Interestingly, the IOS computation is simple—it refers merely to the names of prefix lists, ACLs, AS-path ACLs, and route-maps in the neighbor commands to determine if multiple neighbors use the same outbound route manipulations. My two prefix lists, P1 and P2, are identical, but their names are different.
If I configure the 10.100.0.1 to use P1 while the 10.100.0.2 is configured with P2, the IOS will split them into two separate update groups because the names of the prefix lists are different, even though the prefix lists yield the same results:
router bgp 1 no synchronization bgp log-neighbor-changes network 203.0.113.0 neighbor 10.100.0.1 remote-as 1 neighbor 10.100.0.1 prefix-list P1 out neighbor 10.100.0.2 remote-as 1 neighbor 10.100.0.2 prefix-list P2 out neighbor 10.100.0.3 remote-as 1 neighbor 10.100.0.4 remote-as 2 no auto-summary
The updated `show ip bgp update-group` would show that the neighbors are now split into four subsets: 10.100.0.1 (internal using P1), 10.100.0.2 (internal using P2), 10.100.0.3 (internal without a prefix list), and 10.100.0.4 (external without a prefix list). The update groups 2 and 4 now reference the prefix-lists P1 and P2, respectively, clarifying their outbound policies.
To further illustrate, if we assume 10.100.0.1 is using just P1 and both 10.100.0.2 and 10.100.0.3 are using P1 and AS-path ACL 1, this will again segregate the neighbors into three subsets, demonstrating how outbound policies are tied to the grouping of the neighbors.

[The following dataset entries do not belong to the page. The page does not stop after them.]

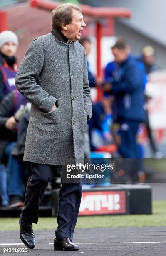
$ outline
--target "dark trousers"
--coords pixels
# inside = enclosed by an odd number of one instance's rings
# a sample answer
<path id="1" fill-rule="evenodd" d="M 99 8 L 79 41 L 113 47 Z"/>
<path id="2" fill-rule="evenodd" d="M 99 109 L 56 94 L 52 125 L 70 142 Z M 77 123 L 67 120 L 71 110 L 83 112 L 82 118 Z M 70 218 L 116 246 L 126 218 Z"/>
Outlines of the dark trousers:
<path id="1" fill-rule="evenodd" d="M 119 123 L 121 125 L 119 131 L 121 139 L 119 147 L 120 154 L 124 158 L 139 158 L 140 154 L 136 135 L 140 122 L 121 120 Z"/>
<path id="2" fill-rule="evenodd" d="M 37 224 L 40 202 L 58 166 L 32 163 L 31 166 L 32 174 L 27 185 L 22 216 L 25 220 Z M 68 237 L 72 241 L 81 203 L 81 183 L 62 183 L 62 185 L 55 236 L 57 238 Z"/>

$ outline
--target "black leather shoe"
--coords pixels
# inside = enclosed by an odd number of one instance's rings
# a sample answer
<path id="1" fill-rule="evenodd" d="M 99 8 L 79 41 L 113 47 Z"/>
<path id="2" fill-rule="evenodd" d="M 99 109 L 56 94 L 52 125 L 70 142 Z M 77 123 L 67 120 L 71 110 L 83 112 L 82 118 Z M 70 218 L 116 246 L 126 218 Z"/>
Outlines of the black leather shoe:
<path id="1" fill-rule="evenodd" d="M 78 246 L 72 243 L 68 237 L 64 237 L 62 241 L 54 239 L 54 251 L 76 251 L 79 250 Z"/>
<path id="2" fill-rule="evenodd" d="M 31 223 L 26 223 L 23 225 L 22 214 L 20 216 L 20 237 L 23 243 L 29 249 L 35 248 L 35 236 Z"/>

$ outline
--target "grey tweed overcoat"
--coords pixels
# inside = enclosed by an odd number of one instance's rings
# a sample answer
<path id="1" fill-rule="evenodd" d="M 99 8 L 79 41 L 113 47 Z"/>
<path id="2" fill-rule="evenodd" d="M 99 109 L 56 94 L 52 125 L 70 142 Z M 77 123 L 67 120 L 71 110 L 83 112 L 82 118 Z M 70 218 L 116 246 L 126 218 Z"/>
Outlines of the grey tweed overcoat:
<path id="1" fill-rule="evenodd" d="M 80 44 L 60 41 L 51 33 L 35 39 L 15 84 L 32 103 L 23 160 L 57 165 L 82 159 L 84 129 L 92 113 L 86 57 Z M 55 103 L 57 108 L 51 111 Z"/>

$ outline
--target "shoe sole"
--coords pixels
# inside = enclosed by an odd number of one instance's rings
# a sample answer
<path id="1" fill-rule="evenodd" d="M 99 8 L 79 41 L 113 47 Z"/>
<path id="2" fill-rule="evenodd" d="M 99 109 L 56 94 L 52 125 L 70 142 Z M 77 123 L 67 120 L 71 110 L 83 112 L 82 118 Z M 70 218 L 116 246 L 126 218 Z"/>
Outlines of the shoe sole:
<path id="1" fill-rule="evenodd" d="M 79 248 L 73 248 L 72 249 L 64 249 L 62 247 L 54 247 L 54 251 L 78 251 Z"/>
<path id="2" fill-rule="evenodd" d="M 24 243 L 24 244 L 25 245 L 25 246 L 27 246 L 27 247 L 28 248 L 29 248 L 29 249 L 34 249 L 35 248 L 35 246 L 33 247 L 30 247 L 30 246 L 29 246 L 29 245 L 27 244 L 26 243 L 25 243 L 25 241 L 23 241 L 23 240 L 22 239 L 22 238 L 21 237 L 21 236 L 20 235 L 20 239 L 21 239 L 21 240 L 22 241 L 22 243 Z"/>

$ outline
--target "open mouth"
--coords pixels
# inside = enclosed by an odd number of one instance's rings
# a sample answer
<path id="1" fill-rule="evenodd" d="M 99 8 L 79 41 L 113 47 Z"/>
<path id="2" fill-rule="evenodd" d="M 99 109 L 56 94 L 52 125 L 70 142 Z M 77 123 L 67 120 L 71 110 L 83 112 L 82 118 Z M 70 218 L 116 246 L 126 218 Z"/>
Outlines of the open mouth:
<path id="1" fill-rule="evenodd" d="M 82 31 L 82 30 L 83 29 L 81 29 L 81 30 L 79 31 L 79 34 L 80 36 L 81 36 L 81 31 Z"/>

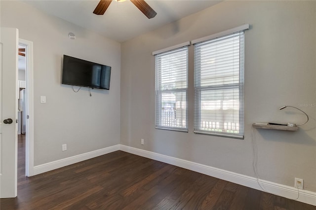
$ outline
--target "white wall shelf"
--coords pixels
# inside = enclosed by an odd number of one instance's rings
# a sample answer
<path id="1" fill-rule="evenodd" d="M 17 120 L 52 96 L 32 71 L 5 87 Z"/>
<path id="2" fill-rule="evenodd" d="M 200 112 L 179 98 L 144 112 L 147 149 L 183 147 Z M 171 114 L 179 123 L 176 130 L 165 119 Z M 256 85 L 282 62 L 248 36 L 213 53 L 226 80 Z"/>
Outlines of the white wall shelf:
<path id="1" fill-rule="evenodd" d="M 256 123 L 252 124 L 252 127 L 255 128 L 260 128 L 263 129 L 281 130 L 283 131 L 298 131 L 298 126 L 287 126 L 286 125 L 258 125 Z"/>

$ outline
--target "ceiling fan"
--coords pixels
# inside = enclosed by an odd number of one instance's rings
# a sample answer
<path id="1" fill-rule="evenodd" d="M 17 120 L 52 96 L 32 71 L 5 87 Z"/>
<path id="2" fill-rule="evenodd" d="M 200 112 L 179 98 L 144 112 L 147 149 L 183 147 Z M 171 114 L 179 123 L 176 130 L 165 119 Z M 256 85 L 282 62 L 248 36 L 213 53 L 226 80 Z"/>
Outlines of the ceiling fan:
<path id="1" fill-rule="evenodd" d="M 110 4 L 112 2 L 112 0 L 100 0 L 98 5 L 95 7 L 94 11 L 93 11 L 93 13 L 96 15 L 104 14 L 109 6 L 110 6 Z M 121 1 L 121 0 L 117 0 L 118 1 Z M 134 5 L 137 6 L 148 19 L 153 18 L 157 14 L 157 13 L 144 0 L 130 0 L 130 1 Z"/>
<path id="2" fill-rule="evenodd" d="M 23 52 L 24 53 L 21 52 Z M 25 48 L 19 48 L 19 55 L 25 57 Z"/>

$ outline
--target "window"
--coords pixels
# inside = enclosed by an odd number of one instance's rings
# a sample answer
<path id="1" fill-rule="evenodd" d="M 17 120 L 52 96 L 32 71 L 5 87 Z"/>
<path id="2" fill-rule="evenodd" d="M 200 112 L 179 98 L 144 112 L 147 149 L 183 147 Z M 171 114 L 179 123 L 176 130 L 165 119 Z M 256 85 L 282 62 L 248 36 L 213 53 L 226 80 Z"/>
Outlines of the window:
<path id="1" fill-rule="evenodd" d="M 243 138 L 243 31 L 196 43 L 195 133 Z"/>
<path id="2" fill-rule="evenodd" d="M 188 131 L 188 46 L 156 55 L 156 128 Z"/>

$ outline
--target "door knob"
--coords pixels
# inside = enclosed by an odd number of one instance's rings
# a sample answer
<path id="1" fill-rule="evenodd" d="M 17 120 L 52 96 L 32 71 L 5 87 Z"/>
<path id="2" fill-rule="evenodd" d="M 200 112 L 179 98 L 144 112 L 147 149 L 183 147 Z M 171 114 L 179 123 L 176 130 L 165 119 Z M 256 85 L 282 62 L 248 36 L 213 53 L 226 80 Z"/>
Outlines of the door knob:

router bgp 1 no synchronization bgp log-neighbor-changes network 203.0.113.0 neighbor 10.100.0.1 remote-as 1 neighbor 10.100.0.1 prefix-list P1 out neighbor 10.100.0.2 remote-as 1 neighbor 10.100.0.2 prefix-list P1 out neighbor 10.100.0.2 filter-list 1 out neighbor 10.100.0.3 remote-as 1 neighbor 10.100.0.3 prefix-list P1 out neighbor 10.100.0.3 filter-list 1 out neighbor 10.100.0.4 remote-as 2 no auto-summary
It’s now apparent that driven by the outbound policies; IOS has categorized the BGP neighbors into three renewed groups. Update group 2 is exclusive to 10.100.0.1, utilizing prefix-list P1. Update group 3 houses the eBGP peer at 10.100.0.4. Finally, Update group 4 consists of the iBGP peers at 10.100.0.2 and 10.100.0.3, both applying prefix-list P1 and AS path ACL 1.
In conclusion, by leveraging update groups, the BGP can dynamically compute members and adjust to changes in outbound policies seamlessly. This mechanism enhances the efficiency and flexibility of BGP routing.